2. The authors in this study proposed an innovative method of in-situ growth of NH2-MIL-53(Fe) on g-C3N4/PDI to form heterojunctions, obtaining CPM composites with superior photocatalytic performance.
Research Content:
1. Synthesis:
The authors synthesized g-C3N4 by thermal condensation of melamine, MA by calcination of melamine, g-C3N4/PDI by calcination of PMDA and MA, NH2-MIL-53(Fe) by solvothermal method, and finally CPM composites with different ratios via solvothermal growth of NH2-MIL-53(Fe) on g-C3N4/PDI.
2. Characterizations:
1) No specific BET and pore size distribution results are mentioned.
2) SEM and TEM tests show that spindle-shaped NH2-MIL-53(Fe) is in close contact with g-C3N4/PDI laminates, with elements C, N, O, and Fe evenly distributed.
3) XRD confirms the crystal structure of NH2-MIL-53(Fe) is preserved in CPM; XPS reveals chemical states and interactions of elements; UV-vis DRS shows CPM has a wide visible light absorption range (up to 800 nm) with band gaps of 2.11-2.48 eV; PL and photocurrent tests indicate efficient charge separation; ESR detects •OH as main reactive species.
3. Application:
The material was tested in photocatalytic degradation of TC, CBZ, BPA, and PNP. Results show CPM-2 achieves 90% TC degradation in 1 h, 78% CBZ in 2.5 h, 100% BPA in 10 min, and 100% PNP in 30 min; 2 ppm BPA and PNP are degraded within 10 min.
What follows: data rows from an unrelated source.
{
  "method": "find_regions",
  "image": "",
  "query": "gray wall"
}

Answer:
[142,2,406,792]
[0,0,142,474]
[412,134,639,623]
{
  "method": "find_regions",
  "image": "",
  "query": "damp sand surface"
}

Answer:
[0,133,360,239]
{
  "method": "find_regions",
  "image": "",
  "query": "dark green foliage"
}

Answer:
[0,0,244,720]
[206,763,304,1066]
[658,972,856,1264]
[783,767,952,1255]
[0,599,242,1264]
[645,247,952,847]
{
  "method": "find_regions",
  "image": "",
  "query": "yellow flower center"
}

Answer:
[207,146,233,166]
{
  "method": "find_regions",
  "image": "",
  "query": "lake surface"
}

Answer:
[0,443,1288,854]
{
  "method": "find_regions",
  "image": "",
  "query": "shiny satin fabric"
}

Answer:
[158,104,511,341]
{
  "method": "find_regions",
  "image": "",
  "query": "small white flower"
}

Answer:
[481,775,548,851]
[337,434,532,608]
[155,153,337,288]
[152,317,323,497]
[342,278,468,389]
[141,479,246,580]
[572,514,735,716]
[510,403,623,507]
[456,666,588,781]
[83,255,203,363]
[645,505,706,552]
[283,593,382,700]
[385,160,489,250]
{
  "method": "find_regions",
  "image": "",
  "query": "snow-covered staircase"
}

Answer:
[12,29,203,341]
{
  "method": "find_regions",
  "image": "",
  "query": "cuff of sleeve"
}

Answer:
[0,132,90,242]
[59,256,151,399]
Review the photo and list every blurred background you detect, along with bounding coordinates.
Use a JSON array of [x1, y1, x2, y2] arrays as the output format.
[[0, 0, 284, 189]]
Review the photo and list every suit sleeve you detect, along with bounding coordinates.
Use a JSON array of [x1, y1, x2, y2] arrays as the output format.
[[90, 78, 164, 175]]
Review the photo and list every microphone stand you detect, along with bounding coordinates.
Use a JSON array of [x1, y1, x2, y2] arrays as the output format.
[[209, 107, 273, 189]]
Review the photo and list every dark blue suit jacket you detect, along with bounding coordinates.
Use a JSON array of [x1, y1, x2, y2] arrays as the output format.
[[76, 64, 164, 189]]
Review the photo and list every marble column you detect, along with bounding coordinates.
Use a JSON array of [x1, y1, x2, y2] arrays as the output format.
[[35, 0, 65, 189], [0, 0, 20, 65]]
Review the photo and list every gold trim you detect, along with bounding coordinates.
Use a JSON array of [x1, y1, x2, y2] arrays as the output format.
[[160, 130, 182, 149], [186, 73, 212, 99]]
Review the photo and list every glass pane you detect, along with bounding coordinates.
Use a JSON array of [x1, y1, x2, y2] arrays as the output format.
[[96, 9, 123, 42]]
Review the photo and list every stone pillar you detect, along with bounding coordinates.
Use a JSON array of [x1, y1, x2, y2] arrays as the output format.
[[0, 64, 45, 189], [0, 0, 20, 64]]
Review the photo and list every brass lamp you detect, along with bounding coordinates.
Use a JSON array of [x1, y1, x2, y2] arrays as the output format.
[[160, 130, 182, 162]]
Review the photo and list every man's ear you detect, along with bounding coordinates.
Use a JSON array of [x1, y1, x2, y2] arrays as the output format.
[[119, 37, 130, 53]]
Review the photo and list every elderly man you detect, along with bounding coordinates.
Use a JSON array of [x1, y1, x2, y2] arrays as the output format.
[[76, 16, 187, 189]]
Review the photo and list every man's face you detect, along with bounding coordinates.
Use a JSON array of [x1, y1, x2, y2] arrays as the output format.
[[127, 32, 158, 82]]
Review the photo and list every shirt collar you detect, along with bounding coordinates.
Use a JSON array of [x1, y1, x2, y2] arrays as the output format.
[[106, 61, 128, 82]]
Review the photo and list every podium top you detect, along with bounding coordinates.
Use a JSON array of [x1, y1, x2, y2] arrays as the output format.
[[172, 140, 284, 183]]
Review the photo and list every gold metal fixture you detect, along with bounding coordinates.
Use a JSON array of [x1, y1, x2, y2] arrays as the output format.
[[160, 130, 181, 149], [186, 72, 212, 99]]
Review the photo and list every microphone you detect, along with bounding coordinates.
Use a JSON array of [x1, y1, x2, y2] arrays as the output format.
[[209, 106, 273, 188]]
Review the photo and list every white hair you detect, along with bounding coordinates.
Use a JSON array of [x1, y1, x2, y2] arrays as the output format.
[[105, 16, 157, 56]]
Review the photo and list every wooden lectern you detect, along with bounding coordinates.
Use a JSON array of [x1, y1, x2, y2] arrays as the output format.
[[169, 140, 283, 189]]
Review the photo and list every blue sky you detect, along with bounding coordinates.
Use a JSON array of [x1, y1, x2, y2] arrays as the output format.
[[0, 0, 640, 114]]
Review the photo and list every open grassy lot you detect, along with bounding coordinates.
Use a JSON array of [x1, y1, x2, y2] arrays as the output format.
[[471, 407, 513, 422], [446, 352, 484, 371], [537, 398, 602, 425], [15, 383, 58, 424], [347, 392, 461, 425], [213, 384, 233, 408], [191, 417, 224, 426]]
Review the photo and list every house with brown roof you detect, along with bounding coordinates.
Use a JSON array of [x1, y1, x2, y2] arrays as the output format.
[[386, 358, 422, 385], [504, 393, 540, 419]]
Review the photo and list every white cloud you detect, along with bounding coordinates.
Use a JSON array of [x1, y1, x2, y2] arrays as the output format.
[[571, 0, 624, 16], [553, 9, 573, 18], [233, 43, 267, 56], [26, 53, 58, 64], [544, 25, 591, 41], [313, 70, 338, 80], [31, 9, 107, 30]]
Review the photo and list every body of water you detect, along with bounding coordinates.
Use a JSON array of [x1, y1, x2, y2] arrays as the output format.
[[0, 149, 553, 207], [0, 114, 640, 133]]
Optimal conditions are 0.2-0.4 g/L catalyst and 10 mM H2O2.
4. Mechanism:
Visible light excites e--h+ pairs; e- transfers from g-C3N4/PDI's CB to NH2-MIL-53(Fe)'s CB, h+ transfers reversely, reducing recombination. Fe3+ is reduced to Fe2+ by e-, which reacts with H2O2 to generate •OH, oxidizing pollutants. Band structure matching and good interface contact facilitate charge transfer.
Outlook:
This research successfully constructs a high-performance g-C3N4/PDI@MOF heterojunction photocatalyst, providing new insights for Fe-MOF-based heterojunctions in organic pollutant degradation, with potential for water remediation.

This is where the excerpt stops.